Print Page Options
Previous Prev Day Next DayNext

Old/New Testament

Each day includes a passage from both the Old Testament and New Testament.
Duration: 365 days
Het Boek (HTB)
Version
Leviticus 23-24

Heilige feesten

23 1-3 De Here zei tegen Mozes: ‘Maak aan het volk van Israël bekend dat het jaarlijks een aantal heilige feesten voor de Here moet vieren, gelegenheden waarbij heel het volk bijeenkomt. Zes dagen moet u werken, maar de zevende dag is een dag van volledige rust, die dag zult u in een heilige vergadering bijeenkomen. Houd u aan deze regel, waar u ook woont.

Hier volgen de heilige feesten die elk jaar op een vaste tijd moeten worden gevierd.

Het Pesach-offer voor de Here. Dit moet op de veertiende dag van de eerste maand worden gevierd.

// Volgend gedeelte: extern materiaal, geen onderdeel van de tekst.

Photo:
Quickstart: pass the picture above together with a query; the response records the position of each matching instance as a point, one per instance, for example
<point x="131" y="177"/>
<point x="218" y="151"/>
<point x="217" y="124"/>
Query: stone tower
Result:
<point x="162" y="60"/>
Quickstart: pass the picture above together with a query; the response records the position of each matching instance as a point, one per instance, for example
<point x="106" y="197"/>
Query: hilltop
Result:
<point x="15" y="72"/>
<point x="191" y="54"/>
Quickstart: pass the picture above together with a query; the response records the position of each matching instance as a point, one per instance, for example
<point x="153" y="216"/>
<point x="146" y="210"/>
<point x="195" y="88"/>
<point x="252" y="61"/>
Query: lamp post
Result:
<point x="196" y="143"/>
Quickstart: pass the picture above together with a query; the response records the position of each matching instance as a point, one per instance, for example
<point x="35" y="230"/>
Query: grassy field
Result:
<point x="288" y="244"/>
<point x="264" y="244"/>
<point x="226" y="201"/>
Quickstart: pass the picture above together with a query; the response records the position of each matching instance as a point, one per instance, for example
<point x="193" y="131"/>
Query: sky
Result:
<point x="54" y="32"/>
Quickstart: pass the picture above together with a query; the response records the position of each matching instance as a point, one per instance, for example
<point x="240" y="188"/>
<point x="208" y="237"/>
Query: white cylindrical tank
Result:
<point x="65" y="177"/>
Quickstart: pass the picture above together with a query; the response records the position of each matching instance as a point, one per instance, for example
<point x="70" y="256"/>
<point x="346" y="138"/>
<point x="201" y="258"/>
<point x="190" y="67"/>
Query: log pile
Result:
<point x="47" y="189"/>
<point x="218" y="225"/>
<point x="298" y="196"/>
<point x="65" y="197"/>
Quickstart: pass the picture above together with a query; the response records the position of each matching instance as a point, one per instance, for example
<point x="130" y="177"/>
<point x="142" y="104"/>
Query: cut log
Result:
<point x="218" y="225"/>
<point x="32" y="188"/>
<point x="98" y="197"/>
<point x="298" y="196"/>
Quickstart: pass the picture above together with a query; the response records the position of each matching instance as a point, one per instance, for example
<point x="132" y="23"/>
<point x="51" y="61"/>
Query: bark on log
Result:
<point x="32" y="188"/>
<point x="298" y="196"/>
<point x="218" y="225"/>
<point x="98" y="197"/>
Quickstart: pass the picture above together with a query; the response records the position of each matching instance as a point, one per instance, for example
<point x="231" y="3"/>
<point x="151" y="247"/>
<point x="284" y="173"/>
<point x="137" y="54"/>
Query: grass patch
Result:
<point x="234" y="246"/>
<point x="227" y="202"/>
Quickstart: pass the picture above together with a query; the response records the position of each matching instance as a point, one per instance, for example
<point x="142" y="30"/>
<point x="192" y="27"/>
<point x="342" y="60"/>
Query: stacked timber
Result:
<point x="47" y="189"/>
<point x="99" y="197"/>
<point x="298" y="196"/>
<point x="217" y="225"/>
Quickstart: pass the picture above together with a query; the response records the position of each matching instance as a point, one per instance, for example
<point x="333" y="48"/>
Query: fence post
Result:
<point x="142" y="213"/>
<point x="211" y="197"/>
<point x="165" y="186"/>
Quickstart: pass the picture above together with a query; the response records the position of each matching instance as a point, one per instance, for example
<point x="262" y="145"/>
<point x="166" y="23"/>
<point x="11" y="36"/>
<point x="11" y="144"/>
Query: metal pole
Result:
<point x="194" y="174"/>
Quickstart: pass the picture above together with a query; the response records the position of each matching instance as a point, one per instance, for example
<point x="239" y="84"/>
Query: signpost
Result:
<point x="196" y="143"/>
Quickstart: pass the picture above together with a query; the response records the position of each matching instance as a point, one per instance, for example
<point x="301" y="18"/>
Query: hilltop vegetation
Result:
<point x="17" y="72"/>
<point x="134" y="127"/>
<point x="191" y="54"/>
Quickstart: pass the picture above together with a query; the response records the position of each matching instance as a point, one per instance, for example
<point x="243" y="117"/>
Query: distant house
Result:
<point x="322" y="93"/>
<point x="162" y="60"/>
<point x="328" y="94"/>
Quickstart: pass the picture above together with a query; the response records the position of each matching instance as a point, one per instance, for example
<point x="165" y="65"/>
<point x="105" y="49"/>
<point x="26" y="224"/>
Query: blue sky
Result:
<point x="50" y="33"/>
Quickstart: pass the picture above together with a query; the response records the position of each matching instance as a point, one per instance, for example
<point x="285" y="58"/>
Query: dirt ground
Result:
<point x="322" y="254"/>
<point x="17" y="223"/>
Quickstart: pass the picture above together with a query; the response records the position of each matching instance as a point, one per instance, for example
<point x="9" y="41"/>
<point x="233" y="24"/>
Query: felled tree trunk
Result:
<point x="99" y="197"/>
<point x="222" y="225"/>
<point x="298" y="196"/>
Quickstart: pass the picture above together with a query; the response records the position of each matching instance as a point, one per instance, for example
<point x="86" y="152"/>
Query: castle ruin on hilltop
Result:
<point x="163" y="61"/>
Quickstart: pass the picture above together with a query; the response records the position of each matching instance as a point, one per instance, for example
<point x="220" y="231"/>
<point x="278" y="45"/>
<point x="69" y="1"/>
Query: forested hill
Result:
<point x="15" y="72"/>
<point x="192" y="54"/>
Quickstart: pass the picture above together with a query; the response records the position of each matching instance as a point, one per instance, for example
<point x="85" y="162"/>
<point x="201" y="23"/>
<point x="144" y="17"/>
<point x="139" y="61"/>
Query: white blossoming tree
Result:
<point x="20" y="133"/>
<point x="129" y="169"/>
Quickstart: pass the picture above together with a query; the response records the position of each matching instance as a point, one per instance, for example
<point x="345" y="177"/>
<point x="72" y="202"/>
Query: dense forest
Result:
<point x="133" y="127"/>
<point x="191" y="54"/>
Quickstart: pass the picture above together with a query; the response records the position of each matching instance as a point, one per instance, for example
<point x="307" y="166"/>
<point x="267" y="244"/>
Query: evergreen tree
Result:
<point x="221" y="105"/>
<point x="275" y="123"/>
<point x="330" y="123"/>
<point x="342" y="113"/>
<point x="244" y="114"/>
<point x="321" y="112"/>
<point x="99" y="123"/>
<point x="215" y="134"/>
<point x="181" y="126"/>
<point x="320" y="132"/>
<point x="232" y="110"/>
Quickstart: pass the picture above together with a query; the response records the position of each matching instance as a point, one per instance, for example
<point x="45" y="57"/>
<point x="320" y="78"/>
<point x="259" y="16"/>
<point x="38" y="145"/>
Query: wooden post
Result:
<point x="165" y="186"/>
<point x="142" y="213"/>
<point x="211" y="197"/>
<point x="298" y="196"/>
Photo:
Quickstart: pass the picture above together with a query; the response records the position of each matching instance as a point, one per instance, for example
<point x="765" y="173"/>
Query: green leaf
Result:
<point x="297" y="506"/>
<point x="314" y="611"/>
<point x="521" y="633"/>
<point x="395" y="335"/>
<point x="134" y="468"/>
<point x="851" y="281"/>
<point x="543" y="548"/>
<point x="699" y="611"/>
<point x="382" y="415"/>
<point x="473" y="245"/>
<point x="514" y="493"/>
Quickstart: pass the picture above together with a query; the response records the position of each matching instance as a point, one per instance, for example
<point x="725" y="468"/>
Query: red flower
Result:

Het Feest van de Ongezuurde Broden. Dit feest begint op de eerste dag na Pesach, dat is de vijftiende dag van diezelfde maand. Op de eerste dag van dit feest moet het volk in een heilige samenkomst bijeenkomen en zal het gewone werk niet worden gedaan. Hetzelfde moet u doen op de zevende dag van het feest. Op elk van de tussenliggende dagen moet u een brandoffer aan de Here brengen.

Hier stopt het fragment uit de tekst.